Bibliographic information:
Mosser, Carl. “Resolved to Saw Through the Branch Upon Which They Sit: Southern Baptists and the Varieties of Substitutionary Atonement.” Criswell Theological Review N.S. 18, no.2 (2021): 3-30.
Description:
Description
Since its founding, the Southern Baptist Convention has deliberately permitted a variety of substitutionary theories of atonement. Apparently unaware of this fact, in 2017, messengers to the annual meeting passed a non-binding resolution on the necessity of penal substitutionary atonement. Some describe the resolution as the first step in revising the Baptist Faith and Message to ensure professors at SBC seminaries are required to teach penal substitution. However, “penal substitutionary atonement” is a highly equivocal phrase and the resolution does not define which version(s) of penal substitution are permissible. Its authors, though, seem to presuppose a controversial version of the doctrine which is at odds with the teaching of the Reformers.

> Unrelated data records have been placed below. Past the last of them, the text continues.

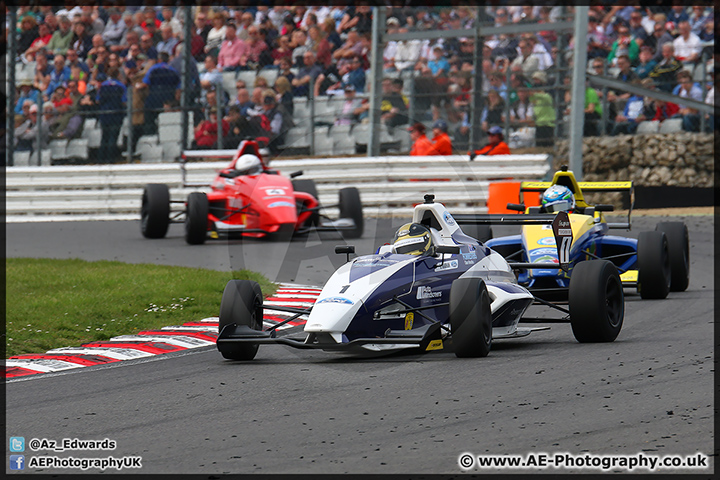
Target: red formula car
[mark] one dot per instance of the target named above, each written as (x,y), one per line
(248,199)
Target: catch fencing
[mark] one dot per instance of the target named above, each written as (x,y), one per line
(387,185)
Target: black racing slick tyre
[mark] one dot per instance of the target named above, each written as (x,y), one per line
(241,305)
(155,210)
(308,186)
(597,301)
(470,318)
(351,207)
(653,262)
(679,251)
(196,218)
(481,233)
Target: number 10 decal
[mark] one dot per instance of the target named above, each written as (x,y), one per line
(563,238)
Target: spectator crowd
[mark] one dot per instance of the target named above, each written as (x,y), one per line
(90,61)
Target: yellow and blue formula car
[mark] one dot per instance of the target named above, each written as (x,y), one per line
(655,263)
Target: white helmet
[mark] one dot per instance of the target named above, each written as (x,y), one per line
(248,164)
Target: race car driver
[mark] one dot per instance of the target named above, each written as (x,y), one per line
(441,140)
(413,239)
(558,198)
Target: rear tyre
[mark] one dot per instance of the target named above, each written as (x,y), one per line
(597,301)
(351,207)
(653,265)
(155,210)
(481,233)
(679,252)
(470,318)
(196,218)
(241,304)
(308,186)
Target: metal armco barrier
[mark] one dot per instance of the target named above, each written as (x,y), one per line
(387,185)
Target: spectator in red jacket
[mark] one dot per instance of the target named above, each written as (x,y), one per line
(421,144)
(441,140)
(496,145)
(206,131)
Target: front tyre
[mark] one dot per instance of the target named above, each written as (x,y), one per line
(155,210)
(470,318)
(241,305)
(196,218)
(597,302)
(654,273)
(351,207)
(679,252)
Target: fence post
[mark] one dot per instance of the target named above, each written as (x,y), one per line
(219,92)
(38,125)
(10,121)
(376,73)
(311,99)
(477,104)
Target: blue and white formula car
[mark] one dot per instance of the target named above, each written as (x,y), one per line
(433,288)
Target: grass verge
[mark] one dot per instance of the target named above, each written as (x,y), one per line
(62,303)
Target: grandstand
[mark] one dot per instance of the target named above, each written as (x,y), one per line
(122,70)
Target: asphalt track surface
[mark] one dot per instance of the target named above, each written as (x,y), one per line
(292,411)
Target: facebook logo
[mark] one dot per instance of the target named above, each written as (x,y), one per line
(17,444)
(17,462)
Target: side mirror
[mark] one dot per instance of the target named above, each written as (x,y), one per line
(346,249)
(517,207)
(448,249)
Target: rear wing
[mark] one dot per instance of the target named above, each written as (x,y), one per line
(566,178)
(560,226)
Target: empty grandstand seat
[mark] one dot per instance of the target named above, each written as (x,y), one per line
(150,153)
(229,83)
(671,125)
(77,148)
(247,76)
(22,158)
(171,152)
(297,137)
(169,118)
(270,75)
(45,158)
(360,133)
(301,109)
(90,123)
(169,133)
(324,143)
(94,137)
(648,126)
(57,148)
(343,142)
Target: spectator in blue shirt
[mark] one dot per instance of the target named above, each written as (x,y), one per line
(162,82)
(27,92)
(439,65)
(646,62)
(59,75)
(356,76)
(687,89)
(111,99)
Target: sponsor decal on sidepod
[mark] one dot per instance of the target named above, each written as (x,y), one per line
(426,292)
(336,300)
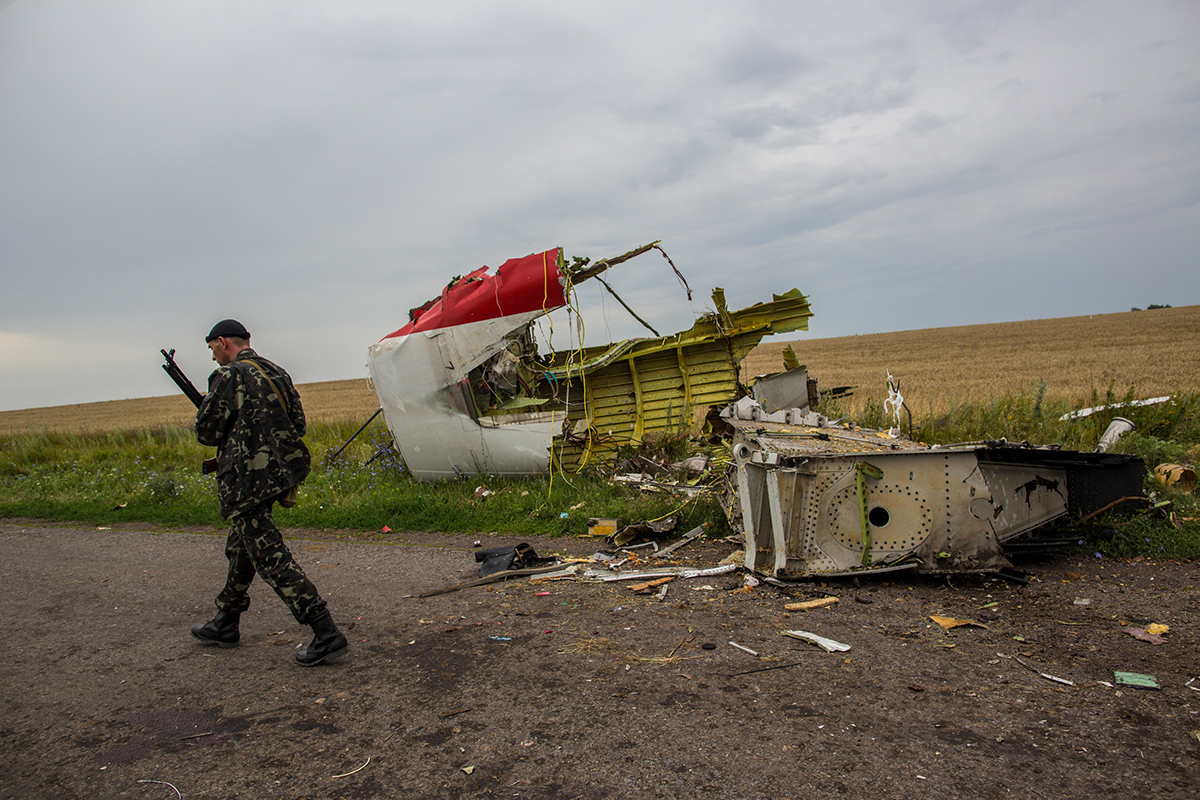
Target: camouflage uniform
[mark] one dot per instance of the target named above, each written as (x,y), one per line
(261,455)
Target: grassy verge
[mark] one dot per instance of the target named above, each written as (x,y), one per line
(154,475)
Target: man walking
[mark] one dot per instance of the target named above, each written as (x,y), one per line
(252,416)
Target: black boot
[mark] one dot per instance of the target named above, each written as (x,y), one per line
(221,630)
(328,642)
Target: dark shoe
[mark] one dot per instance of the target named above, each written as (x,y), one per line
(328,643)
(221,630)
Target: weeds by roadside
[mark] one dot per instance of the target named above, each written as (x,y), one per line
(153,475)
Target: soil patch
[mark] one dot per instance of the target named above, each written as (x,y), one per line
(582,690)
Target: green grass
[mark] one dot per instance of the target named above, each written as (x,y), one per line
(154,476)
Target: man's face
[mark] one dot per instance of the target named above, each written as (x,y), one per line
(220,348)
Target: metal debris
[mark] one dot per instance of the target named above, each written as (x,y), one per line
(828,645)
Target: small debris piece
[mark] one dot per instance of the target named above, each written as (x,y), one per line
(1138,680)
(651,584)
(352,771)
(808,605)
(828,645)
(1176,475)
(744,649)
(601,527)
(750,672)
(1035,669)
(688,539)
(949,623)
(736,558)
(165,783)
(1145,636)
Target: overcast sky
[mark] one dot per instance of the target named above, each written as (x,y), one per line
(316,169)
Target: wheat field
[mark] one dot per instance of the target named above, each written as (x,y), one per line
(1150,353)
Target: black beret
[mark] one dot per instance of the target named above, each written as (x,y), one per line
(231,329)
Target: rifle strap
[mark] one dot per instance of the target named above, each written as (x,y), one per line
(268,379)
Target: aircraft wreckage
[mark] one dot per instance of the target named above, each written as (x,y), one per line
(463,390)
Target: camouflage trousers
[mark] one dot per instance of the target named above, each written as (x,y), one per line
(256,545)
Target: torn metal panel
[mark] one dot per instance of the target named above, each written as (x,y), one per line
(420,372)
(839,501)
(465,390)
(653,386)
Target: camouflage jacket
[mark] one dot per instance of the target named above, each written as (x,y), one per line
(259,447)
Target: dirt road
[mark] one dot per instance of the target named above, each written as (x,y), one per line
(565,690)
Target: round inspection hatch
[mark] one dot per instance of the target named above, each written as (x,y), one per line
(900,517)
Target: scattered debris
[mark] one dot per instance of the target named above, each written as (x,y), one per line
(353,771)
(828,645)
(178,794)
(1087,411)
(1137,680)
(951,623)
(1035,669)
(688,539)
(1185,477)
(603,527)
(652,584)
(465,389)
(840,501)
(513,557)
(1145,636)
(808,605)
(750,672)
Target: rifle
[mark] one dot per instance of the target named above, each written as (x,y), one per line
(193,394)
(180,379)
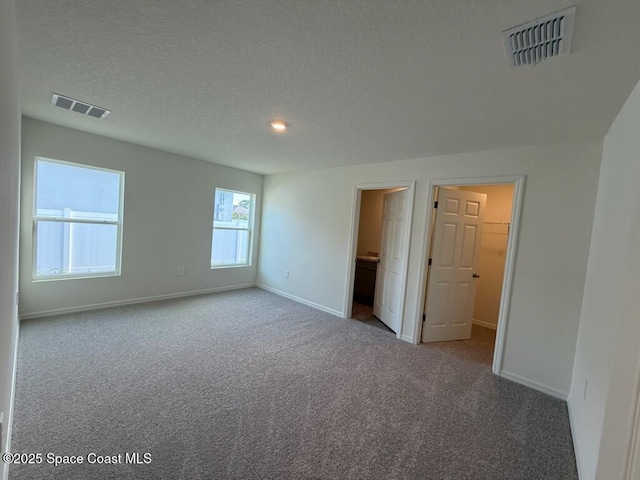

The first part of this articles demonstrates that the founders of the SBC and SBTS held a variety of views on the atonement, including non-penal forms of substitutionary atonement. When SBTS was founded, the Abstract of Principles was carefully crafted to ensure professors would be free to teach at least varieties of penal substitution, the Fullerite theory, or the Edwardsean Moral Government theory. The original Baptist Faith and Message was crafted to conserve early Southern Baptist pluralism on the atonement. Formulations specifically designed to permit Fullerite and Edwardsian theories were retained in both the 1963 and 2000 editions. When the word “substitutionary” was added to the 2000 revision, the BFM for the first time stated explicitly where the boundary of SBC orthodoxy regarding the atonement lies, in the essential fact of substitution. Some form of substitutionary atonement is required, penal substitution is not. That is precisely where James P. Boyce drew the line in his Abstract of Theology. In asserting the necessity of penal substitution, then, the resolution is out of step with the historic Southern Baptist position.
The second part of this article briefly examines some ways in which varieties of penal substitutionary atonement significantly differ from one another. It then poses a number of questions Southern Baptists ought to consider before making moves to revise the Baptist Faith and Message to require penal substitution.